A Toronto restaurant is being forced to cough up some serious cash to a black patron after it required him and three of his friends to pay in advance for their meals.
The Ontario Human Rights Tribunal ruled that Hong Shing Chinese Restaurant violated the province’s human rights code and will have to pay Emile Wickham $10,000 for a 2014 incident in which he and his companions were asked by a server to pay for their meals in full before receiving them. As Newsweek reports, the server explained to the diners at the time that it was restaurant policy.
Wickham and his friends, who had gathered at the popular Chinatown restaurant that day to celebrate his birthday, paid for their meals but felt something wasn’t quite right. Noticing that they were the only black people in the restaurant, Wickham asked other patrons if they, too, had been asked to prepay.
They all said no.
The black diners questioned the server, who eventually confessed that their group was the only one asked to pay in advance for their meals. Wickham and his friends received a refund, but the racist incident unsettled Wickham deeply enough that he filed a complaint with Ontario’s Human Rights Tribunal in 2015.
The tribunal ruled in favor of Wickham on April 18, finding that Hong Shing violated Ontario’s human rights code by treating the diner as a “potential thief in waiting.”
In the ruling, Adjudicator Esi Codjoe found that Hong Shing’s staff practiced anti-black racism, violating a rule that mandates equal treatment for all customers receiving goods and services and accessing facilities.
Wickham’s “mere presence as a black man in a restaurant was presumed to be sufficient evidence of his presumed propensity to engage in criminal behavior,” Codjoe wrote.

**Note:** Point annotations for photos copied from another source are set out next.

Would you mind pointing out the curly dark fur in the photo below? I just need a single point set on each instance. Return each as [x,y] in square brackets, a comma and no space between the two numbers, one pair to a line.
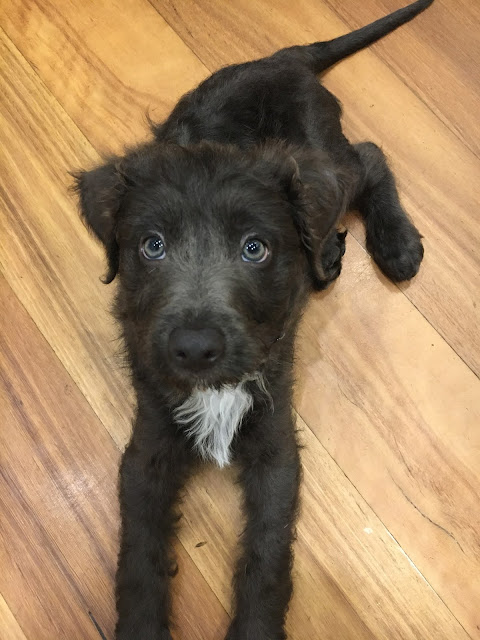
[257,149]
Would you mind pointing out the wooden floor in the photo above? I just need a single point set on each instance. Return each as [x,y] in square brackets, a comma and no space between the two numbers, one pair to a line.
[388,392]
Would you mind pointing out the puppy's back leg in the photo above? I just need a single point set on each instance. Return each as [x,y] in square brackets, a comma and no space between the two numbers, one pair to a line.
[392,239]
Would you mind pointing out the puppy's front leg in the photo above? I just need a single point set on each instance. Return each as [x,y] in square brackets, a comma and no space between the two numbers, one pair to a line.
[153,470]
[263,586]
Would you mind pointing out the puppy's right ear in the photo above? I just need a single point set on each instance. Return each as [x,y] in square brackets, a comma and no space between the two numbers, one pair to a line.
[100,193]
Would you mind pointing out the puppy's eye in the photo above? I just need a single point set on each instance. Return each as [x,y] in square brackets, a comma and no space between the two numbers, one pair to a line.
[254,250]
[153,248]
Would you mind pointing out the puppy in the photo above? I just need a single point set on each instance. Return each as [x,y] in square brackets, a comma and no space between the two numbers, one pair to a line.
[218,229]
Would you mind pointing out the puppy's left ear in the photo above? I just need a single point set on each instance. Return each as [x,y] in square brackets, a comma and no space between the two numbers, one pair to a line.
[318,192]
[100,193]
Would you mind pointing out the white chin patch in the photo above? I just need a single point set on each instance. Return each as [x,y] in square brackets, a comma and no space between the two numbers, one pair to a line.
[212,418]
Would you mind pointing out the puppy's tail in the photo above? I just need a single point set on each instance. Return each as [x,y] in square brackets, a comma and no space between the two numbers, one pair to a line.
[321,55]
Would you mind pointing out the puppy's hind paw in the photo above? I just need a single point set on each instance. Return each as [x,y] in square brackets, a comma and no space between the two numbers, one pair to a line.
[399,253]
[332,254]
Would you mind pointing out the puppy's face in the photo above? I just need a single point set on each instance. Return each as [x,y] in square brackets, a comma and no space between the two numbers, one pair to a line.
[210,247]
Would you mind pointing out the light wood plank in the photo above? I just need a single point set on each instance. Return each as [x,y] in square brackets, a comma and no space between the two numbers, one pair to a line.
[436,56]
[59,507]
[399,412]
[352,579]
[45,252]
[71,313]
[10,628]
[107,63]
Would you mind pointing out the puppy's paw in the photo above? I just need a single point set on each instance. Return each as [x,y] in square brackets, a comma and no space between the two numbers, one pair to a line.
[398,252]
[332,254]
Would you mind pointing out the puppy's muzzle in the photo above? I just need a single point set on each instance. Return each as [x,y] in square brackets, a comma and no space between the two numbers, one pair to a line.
[196,349]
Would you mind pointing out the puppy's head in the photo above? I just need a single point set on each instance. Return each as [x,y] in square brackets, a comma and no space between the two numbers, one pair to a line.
[215,249]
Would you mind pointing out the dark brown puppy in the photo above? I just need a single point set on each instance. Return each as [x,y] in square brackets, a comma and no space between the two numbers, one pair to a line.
[218,229]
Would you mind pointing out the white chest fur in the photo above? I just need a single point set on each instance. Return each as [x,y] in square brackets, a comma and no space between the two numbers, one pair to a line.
[212,418]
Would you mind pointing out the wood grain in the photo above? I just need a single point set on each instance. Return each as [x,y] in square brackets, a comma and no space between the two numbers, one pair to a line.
[388,543]
[107,63]
[58,500]
[352,580]
[437,174]
[10,628]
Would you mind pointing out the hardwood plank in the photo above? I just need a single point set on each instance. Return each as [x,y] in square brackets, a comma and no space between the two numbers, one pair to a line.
[107,63]
[436,173]
[71,313]
[10,628]
[46,253]
[352,579]
[436,56]
[399,412]
[58,494]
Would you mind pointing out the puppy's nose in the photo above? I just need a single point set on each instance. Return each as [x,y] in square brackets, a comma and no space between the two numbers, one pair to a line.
[196,349]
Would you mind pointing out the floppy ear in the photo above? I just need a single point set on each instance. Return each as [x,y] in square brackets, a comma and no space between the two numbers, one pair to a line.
[100,192]
[319,195]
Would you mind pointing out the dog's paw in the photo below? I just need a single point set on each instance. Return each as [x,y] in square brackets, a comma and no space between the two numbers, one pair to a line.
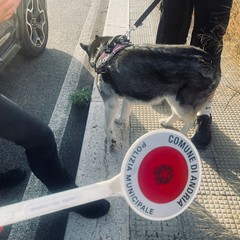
[164,123]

While Hong Shing didn’t have staff or legal representation at the tribunal hearing, the restaurant did defend its actions. The restaurant claimed it attracted a “transient crowd” and had suffered from dine-and-dash incidents in the past, prompting it to adopt a policy of asking customers whom staff didn’t recognize to pay for their food in advance.
Codjoe didn’t buy that explanation—writing that there was no evidence that such a policy was in place and no proof that the other patrons at the restaurant the night Wickham and his friends attempted to dine were “known customers.”
Wickham, a native of Trinidad and Tobago who moved to Canada 11 years ago, said he had never been treated like a second-class citizen because of his race until he immigrated to the country.
According to court documents, Wickham said that the restaurant’s discriminatory treatment prompted him to realize “no matter how well-dressed or educated or spoken you may be, you are still just seen as a nigger.”